Monday, October 16, 2017

The Bully in the Pulpit 

                It’s common place to talk about presidents using the “Bully Pulpit” to drive their agenda or promote their ideology.  Now we have a president that really doesn’t have an agenda or ideology.  Now we have a president who is a common bully.  Like all bullies, he sucks all of the air out of the room and wants all attention focused on him and what terrible thing he might do next.  If you cross him, he attacks, throwing tantrums and signing more ‘executive orders’ to let us all know that he’s in charge.
                We’ve reached the point in this presidency where any hint of responsible governance is gone.  He’s like a toddler sent to his room for behaving badly who decides to tear the room apart as revenge.  The ACA or DACA, it doesn’t matter.  As long as Obama did it, he wants to destroy it.  It doesn’t matter that he is hurting real Americans with these tantrums, he just wants to lash out in anger.  It doesn’t matter to him that the states he carried and the people that voted for him will be the ones suffering the most because of his actions.  He just wants to show he’s tough.  While the people of Puerto Rico face months of danger from disease and famine, he threatens to cut off aid.  It’s an open question whether or not he even knows they are citizens.  He lies about (you really could put just about anything in this space) his tax plan helping middle class or working families while orchestrating a huge give away to himself.  None of it matters to the bully as long as the cameras roll and the attention continues.

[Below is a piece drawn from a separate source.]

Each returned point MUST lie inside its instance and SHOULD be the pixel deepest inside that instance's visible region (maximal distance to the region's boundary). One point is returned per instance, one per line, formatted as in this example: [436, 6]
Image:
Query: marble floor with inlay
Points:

                The cowards and traitors who run what’s left of the Republican party are afraid of the bully, too.  They pander to his whims in the hopes that he might sign some God forsaken piece of legislation they haven’t even read yet, some small trophy they can waive in front of the Koch brothers claiming to have done what daddy wanted.  They don’t care that the bully is edging us toward a conflict on the Korean peninsula that, if it turns nuclear, could kill at least 40 million people.  All they want is one last tax break for the petro- barons and a way to persecute people they don’t like.  They are willing to ignore the damage the bully does to the constitution every day.  They will do nothing to stop the bully.
                No matter how bad any of us thought it would be, it’s worse.  The magnitude of the bully’s depravity is overwhelming and all-encompassing.  Normally, we would proceed a policy or an issue at a time, but the bully doesn’t know anything about policy or issues, all he knows about is power and destruction.  He puts his own staff in the position of denying what he says because it’s so crazy.  He’s only in it for the attention he gets – and, of course, the money.  He has tapped a dark, sick spot of the American psyche and the pain is only just beginning.  He couldn’t have done this by himself, he’s to venial and stupid to have thought it through this far.  This won’t be fixed by voting for Democrats (although I encourage you to do so).  This probably won’t be fixed by politics. 

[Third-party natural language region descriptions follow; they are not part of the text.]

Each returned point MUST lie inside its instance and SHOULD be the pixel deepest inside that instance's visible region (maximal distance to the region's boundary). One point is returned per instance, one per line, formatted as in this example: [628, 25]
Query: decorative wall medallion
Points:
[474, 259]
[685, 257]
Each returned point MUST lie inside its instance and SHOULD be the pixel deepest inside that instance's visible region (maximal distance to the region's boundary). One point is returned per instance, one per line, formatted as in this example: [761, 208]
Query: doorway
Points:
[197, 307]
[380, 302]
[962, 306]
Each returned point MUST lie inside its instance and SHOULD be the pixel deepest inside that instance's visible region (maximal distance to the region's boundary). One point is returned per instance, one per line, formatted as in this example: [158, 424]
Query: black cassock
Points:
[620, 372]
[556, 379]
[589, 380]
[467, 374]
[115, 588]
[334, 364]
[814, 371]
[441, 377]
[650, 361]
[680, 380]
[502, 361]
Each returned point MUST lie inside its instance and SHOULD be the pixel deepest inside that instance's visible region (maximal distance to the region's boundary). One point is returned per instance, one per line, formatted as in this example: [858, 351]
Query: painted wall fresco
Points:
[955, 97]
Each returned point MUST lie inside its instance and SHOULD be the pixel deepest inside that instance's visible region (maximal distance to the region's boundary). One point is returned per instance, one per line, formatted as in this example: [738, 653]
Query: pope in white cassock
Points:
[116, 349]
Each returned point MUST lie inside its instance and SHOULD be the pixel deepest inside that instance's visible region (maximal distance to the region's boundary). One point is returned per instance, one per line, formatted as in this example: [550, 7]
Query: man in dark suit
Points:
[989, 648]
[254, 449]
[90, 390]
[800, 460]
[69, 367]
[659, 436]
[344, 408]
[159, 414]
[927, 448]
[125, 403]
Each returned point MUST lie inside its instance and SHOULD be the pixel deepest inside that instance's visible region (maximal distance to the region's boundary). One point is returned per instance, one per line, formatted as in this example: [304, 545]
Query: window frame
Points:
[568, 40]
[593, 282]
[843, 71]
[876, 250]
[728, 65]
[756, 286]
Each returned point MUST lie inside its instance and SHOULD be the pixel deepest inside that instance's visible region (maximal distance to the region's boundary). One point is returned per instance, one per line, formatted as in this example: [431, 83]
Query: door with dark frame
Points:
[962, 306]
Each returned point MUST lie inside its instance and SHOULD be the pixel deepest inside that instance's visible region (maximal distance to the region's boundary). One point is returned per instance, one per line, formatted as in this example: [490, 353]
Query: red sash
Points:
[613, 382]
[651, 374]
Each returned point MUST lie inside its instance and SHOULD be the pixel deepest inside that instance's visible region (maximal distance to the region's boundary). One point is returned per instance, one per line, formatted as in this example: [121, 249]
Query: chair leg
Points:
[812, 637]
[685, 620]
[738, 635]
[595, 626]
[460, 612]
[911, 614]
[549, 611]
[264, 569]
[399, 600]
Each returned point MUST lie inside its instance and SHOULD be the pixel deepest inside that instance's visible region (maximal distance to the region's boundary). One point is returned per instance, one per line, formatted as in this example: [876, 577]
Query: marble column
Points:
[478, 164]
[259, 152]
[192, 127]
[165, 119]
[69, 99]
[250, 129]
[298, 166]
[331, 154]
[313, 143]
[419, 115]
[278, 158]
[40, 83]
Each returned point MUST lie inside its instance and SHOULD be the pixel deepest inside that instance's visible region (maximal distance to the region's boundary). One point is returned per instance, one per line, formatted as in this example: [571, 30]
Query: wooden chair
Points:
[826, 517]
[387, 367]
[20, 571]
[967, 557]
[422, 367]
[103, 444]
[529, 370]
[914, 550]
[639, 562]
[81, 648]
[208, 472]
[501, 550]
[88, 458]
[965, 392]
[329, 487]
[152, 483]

                I think we’ve come to the point where this can no longer just be patched back together with laws and policy.  I think we’ve come to the point that in order to move forward we have to reconnect with the people around us, even the ones we disagree with, even the ones we don’t like and who probably don’t like us, even the ones who voted for the bully. The bully needs to divide us.  He needs us to hate people who exercise their right of free speech to protest.  But he also benefits when we hate the people who hate the protesters.  Giving in to the anger is helping the bully win.  It is, as Springsteen sang, “gonna be a long walk home.”  We can protest and resist, but we also have to figure out just what it is we stand for.  What is the bigger narrative that makes us brothers and sisters even if we don’t agree about everything.  Purity is the enemy of solidarity.  Maybe, it’s as simple as the old line from a Dylan song, “I’ll let you be in my dream if I can be in yours.”